Collaboration with academic partners, regulators, and industry consortia builds not just knowledge but trust. In a world shaped by rapid change and persistent uncertainty, investing in relationships—across organizational, geographic, and disciplinary boundaries—ensures not just product reliability but real progress in addressing both technical and social challenges.
Pulling from years spent hunched over reaction vessels and tracking peaks on chromatograms, I see 2-Methoxy-4-methylpyridine as a testament to the power of incremental refinement. Not every experiment yields a breakthrough, but small advantages—better reactivity, easier purification, greater safety—add up in ways both seen and unseen. We ask a lot from the compounds in our bottles: reliability, performance, traceability, and responsibility. This one has consistently delivered on those fronts in my experience.

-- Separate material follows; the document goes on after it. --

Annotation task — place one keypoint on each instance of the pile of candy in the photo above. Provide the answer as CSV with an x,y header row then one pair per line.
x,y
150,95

Challenges always lurk—supply chain hiccups, process snags, regulatory shifts. The solution usually lies not in a single piece of equipment or a silver bullet molecule but in the habits of clear communication, diligent quality control, and shared commitment to continuous learning. If those strengths underpin the sourcing, handling, and application of 2-Methoxy-4-methylpyridine, both innovation and daily operations thrive.
2-Methoxy-4-methylpyridine isn’t the flashiest compound in the catalog, but it anchors more programs and discoveries than many realize. Its impact stretches beyond one reaction or one formula; it threads through the stories of scientists, industries, and even end-users whose lives improve at the end of long, careful development. Those deeply invested in quality, safety, and sustainability will find it not only a useful reagent, but a reminder that the right building blocks support the best outcomes—for science, business, and the wider world.